The American Declaration of Independence, over two centuries later, did not more clearly recognize these rights of the governed. Thus Isabella's life slowly spent itself in purposes and plans involving kind feeling and the rights of humanity. None of her children were there at the Castle de la Mota; but some of her best friends stood by her bedside ready to meet every wish and minister to every necessity. Once she said: "Do not pray for my recovery; it is in vain. Pray for the salvation of my soul." Her delicacy and modesty, even up to the hour in which she received the extreme unction, were afterward spoken of by her kind friends, and incidents given which called these qualities to memory.

She expired November 26th, 1504, in the fifty-fourth year of her age, thus closing a reign of thirty years.
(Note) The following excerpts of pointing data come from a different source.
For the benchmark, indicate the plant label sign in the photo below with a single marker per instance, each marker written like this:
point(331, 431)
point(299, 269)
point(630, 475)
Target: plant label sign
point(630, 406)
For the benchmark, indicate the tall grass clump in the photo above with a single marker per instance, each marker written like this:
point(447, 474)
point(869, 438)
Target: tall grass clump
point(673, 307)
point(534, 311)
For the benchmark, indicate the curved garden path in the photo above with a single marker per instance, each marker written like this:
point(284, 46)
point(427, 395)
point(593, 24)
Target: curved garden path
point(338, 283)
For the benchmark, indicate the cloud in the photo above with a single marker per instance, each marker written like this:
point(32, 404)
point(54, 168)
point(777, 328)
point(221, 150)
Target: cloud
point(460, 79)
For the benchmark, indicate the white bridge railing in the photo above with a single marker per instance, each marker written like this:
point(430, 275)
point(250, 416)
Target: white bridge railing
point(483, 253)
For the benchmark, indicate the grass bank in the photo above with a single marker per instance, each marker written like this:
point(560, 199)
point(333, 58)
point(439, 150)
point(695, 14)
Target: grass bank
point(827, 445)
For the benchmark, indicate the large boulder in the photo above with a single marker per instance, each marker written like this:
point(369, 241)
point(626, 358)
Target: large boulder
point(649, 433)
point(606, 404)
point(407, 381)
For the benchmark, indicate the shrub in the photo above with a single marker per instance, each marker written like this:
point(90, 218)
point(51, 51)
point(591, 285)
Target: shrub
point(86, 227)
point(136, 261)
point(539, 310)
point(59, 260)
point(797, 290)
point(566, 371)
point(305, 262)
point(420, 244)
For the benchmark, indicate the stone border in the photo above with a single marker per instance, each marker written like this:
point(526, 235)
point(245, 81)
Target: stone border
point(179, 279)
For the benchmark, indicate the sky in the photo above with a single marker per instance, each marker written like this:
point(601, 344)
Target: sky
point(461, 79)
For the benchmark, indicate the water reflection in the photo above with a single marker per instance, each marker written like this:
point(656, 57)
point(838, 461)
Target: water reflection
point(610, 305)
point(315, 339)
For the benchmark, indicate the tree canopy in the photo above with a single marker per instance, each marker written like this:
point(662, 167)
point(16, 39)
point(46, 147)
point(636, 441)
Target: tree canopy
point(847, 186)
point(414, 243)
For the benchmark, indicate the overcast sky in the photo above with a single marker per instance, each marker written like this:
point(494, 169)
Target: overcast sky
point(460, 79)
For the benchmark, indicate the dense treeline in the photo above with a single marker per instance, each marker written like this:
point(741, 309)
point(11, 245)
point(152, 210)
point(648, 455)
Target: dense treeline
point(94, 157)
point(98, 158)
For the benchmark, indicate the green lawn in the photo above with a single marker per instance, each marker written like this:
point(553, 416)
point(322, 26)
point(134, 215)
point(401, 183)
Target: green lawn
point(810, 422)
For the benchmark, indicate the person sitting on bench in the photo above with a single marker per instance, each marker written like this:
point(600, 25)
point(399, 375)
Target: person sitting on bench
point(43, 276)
The next day (November 27th) following the death of the queen the funeral procession, with her remains, set out upon its sad journey. Such a storm had broken upon the land that the superstitious of the Castilians always connected it mysteriously with her departure from the earth. The cavalcade was composed of the nobility and high functionaries of the Church who were at the time in and near Medina del Campo. In the midst of floods and tempests they kept on their solemn march southward without a sunbeam to brighten them—through Arevalo, Toledo, and Jaen to Granada. Her wish was respected. No pomp, no display—nothing beyond the simplest ceremonial was observed after the arrival. She was at first laid away in an appropriate receptacle at the Alhambra. There she remained till years afterward, when she was removed and placed, as she had requested, beside the remains of her husband in the cathedral of Granada.